Trump Bet Big On Bitcoin. His Timing Couldn’t Have Been Much Worse

November 7, 2025

Donald Trump, the crypto skeptic-turned-“chief crypto advocate,” became one of the world’s biggest bitcoin investors this summer, when his Trump Media and Technology Group purchased $2 billion of the cryptocurrency. On stage at a bitcoin conference in Las Vegas, one day after news of the plan became public, first son Donald Trump Jr. couldn’t help but gloat. “I think you saw, all, the announcement yesterday,” he said, his voice rising like a politician anticipating applause. “We’re very long crypto. I mean, it’s a huge part of everything that we do right now.”

The price of bitcoin had just jumped 57% in a year, and Don Jr. predicted it would increase about 35% to 60% more in the year to come. Next to him on stage, his brother Eric foresaw a 55% jump.

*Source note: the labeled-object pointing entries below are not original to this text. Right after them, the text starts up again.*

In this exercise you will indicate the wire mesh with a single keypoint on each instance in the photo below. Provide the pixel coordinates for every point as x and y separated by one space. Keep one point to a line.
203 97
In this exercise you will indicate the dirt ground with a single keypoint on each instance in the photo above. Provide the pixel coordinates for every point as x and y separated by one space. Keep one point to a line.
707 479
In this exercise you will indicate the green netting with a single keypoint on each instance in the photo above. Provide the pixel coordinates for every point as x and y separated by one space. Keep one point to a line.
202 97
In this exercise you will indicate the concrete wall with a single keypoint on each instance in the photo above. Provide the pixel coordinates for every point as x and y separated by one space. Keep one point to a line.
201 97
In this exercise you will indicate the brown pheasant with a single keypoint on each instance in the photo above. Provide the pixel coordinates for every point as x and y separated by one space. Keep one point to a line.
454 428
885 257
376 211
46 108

A half year later, those calls look like signs of an overheated market. From the time Trump Media purchased its pile of bitcoin in July, the cryptocurrency is down an estimated 12%. The president, in turns out, got in at the top, or pretty close to it.

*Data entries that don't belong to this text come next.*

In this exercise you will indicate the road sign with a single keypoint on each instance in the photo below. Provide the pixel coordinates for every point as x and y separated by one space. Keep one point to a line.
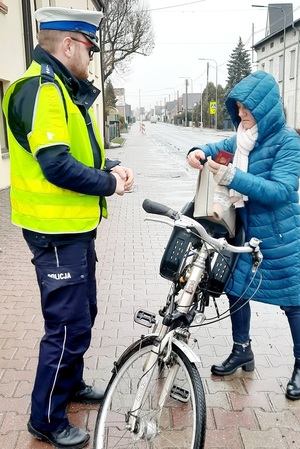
212 107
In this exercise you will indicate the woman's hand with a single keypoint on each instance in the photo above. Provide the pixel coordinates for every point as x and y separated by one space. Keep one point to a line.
194 158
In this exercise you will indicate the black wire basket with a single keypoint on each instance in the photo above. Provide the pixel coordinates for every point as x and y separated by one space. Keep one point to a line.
176 252
181 244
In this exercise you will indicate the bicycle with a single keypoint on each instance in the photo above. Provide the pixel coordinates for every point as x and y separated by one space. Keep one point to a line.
155 397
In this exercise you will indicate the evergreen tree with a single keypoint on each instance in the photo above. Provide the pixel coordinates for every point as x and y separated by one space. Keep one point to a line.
239 65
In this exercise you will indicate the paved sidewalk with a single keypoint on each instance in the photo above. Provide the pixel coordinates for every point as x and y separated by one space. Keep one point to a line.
245 410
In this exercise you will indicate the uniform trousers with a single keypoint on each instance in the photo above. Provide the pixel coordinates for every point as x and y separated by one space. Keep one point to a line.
66 278
240 314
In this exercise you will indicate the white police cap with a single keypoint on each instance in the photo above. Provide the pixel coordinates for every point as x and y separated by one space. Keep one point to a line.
66 19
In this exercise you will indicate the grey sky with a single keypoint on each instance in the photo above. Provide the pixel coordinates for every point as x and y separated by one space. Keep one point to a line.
192 30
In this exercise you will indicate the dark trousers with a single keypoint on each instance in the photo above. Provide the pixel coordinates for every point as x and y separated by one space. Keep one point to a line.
66 277
240 314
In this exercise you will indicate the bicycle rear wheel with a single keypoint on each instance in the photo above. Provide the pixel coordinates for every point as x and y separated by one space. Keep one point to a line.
181 424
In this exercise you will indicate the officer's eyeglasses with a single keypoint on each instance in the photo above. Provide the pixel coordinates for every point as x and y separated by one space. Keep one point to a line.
88 44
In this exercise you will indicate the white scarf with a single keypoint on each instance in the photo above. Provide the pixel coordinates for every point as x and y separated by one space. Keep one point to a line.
246 139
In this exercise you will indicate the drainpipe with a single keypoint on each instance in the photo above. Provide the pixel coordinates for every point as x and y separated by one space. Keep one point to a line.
27 26
296 76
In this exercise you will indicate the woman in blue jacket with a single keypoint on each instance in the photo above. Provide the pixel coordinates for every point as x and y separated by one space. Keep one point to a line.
262 182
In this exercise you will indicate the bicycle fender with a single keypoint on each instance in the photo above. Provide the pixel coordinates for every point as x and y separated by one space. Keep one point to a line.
186 350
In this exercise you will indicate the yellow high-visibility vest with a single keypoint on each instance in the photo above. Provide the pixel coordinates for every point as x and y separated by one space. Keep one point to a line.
36 203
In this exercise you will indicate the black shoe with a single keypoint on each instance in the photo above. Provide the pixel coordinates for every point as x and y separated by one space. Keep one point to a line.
69 438
293 387
240 357
89 395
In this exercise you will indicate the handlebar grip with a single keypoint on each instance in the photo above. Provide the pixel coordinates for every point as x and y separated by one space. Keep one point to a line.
152 207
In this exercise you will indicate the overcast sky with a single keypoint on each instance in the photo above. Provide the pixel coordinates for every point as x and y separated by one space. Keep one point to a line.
184 32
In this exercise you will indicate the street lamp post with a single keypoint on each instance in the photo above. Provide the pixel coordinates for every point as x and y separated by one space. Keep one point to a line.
284 43
210 59
186 98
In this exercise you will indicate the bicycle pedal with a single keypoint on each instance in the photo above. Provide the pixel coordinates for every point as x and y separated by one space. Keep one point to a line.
145 318
180 394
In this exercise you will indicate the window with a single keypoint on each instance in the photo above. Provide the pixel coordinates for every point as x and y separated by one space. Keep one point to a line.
280 74
292 63
271 66
3 131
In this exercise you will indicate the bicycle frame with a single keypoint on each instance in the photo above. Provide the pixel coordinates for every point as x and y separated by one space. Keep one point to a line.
166 337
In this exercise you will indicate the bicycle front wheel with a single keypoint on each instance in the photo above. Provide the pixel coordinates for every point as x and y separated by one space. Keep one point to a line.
179 423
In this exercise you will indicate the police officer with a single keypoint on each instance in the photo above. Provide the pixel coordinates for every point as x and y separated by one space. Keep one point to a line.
59 180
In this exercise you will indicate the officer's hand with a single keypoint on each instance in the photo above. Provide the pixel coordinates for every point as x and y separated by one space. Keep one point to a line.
194 158
120 184
129 178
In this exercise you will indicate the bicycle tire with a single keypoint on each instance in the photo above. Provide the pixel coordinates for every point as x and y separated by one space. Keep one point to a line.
182 424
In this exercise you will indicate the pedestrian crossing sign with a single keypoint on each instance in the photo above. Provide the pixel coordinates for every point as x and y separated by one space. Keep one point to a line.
212 107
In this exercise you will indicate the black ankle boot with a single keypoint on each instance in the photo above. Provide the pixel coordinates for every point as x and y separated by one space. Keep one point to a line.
240 357
293 387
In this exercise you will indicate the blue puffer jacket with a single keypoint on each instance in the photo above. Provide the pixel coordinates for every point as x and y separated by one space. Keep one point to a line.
272 212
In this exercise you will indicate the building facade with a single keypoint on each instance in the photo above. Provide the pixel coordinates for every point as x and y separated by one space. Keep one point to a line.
278 54
18 37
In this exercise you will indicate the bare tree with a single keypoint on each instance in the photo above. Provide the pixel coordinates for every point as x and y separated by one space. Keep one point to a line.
125 30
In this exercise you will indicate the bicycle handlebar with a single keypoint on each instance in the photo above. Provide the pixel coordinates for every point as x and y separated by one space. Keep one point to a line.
181 220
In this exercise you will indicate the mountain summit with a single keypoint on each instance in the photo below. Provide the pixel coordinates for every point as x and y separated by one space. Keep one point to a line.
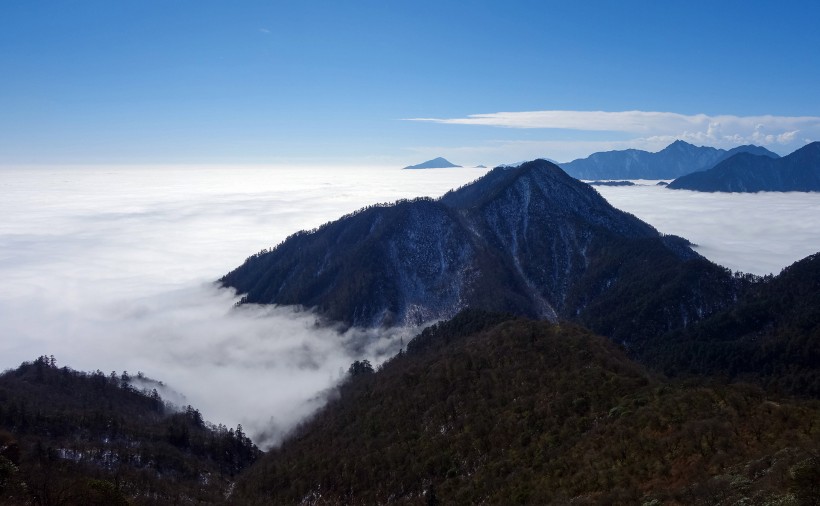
529 240
673 161
746 172
435 163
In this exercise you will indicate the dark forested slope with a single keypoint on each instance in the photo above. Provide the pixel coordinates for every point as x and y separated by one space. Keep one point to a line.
485 409
68 437
746 172
529 240
772 335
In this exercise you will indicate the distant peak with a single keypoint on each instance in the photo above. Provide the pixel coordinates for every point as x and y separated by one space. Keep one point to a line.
680 144
435 163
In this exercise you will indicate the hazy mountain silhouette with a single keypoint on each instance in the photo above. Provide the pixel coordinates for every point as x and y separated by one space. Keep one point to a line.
746 172
673 161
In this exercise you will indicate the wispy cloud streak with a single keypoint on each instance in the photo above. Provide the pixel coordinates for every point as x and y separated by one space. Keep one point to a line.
661 126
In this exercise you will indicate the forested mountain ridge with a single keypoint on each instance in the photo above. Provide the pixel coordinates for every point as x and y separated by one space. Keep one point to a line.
68 437
746 172
677 159
489 409
771 336
529 240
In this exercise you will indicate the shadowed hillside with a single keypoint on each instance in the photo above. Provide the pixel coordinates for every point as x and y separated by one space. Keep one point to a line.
523 412
69 438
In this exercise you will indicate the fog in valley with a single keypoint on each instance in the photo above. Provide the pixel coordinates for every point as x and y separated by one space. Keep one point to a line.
112 268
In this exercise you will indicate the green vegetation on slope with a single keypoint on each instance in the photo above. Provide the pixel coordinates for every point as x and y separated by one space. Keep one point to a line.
533 413
771 336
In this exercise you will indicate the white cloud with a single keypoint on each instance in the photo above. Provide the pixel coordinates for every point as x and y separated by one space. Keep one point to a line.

Volatility is inherent in crypto, as Donald Trump pointed out in 2019. “I am not a fan of Bitcoin and other Cryptocurrencies, which are not money, and whose value is highly volatile and based on thin air,” he tweeted at the time. Five years later, with crypto money pouring into the 2024 election, he changed his tone. “You are the modern-day Edisons and Wright brothers and Carnegies and Henry Fords,” he told a gathering of bitcoin enthusiasts in Nashville.

As the price of bitcoin soared, the president’s social-media business flailed. Truth Social, Trump Media’s copycat of Twitter, never attracted as many users as the original. Its market debut in early 2024 nonetheless caught the imagination of meme-stock traders who liked the idea of a Trump-powered social-media app. Then Elon Musk purchased the real Twitter, reversed Trump’s ban, and made the idea of a more-conservative Twitter seem pointless. Losses piled up at Trump Media, and shares tanked, declining 68% from their peak and erasing $3.3 billion from Trump’s net worth by May.

Surely hoping to spawn another stock surge, Trump Media announced its bitcoin play that month, promising the president—who now owns 41% of the shares—an indirect position in the cryptocurrency—roughly $830 million. Investors, perhaps wary after the company’s struggles, didn’t think much of the idea. Shares dropped 19% in three days, and Trump lost another $560 million.

At some point between July 1 and July 21—it’s not clear exactly when—Trump Media amassed its bitcoin stockpile, buying when the price was an estimated $115,000. It looked like a decent bet for a while, with bitcoin moving up and down in a relatively tight band. Then, over the last month, the cryptocurrency dropped 17%. Trump Media’s bitcoin holdings, which cost $2 billion (on top of the $76 million required to gin up the capital to make the investment) are now worth an estimated $1.7 billion. Shares of Trump Media, which assumed about a billion dollars of debt in the process, fell 24%, wiping out $490 million of Trump’s now-$6.7 billion personal fortune. A turnaround in bitcoin’s price could send the stock—and the president’s net worth—up again.

Amid the current troubles, Trump Media, which previously sued Forbes and other outlets for allegedly inaccurately reporting losses, is back to criticizing the press. “Only a fake news outlet like Forbes could look at Trump Media, which grew its financial assets from $274 million when we went public just a year and a half ago to more than $3 billion as reported in our last quarterly earnings, thanks in large part to our bitcoin treasury strategy, and conclude that the strategy failed,” a Trump Media spokesperson said in a statement.

It’s true that the bitcoin play increased Trump Media’s assets. But simply buying stuff, particularly at high prices, does not necessarily make someone richer. And unfortunately for Trump Media, it is investors—not news outlets—who have concluded the company is now worth about one-third of what it once was.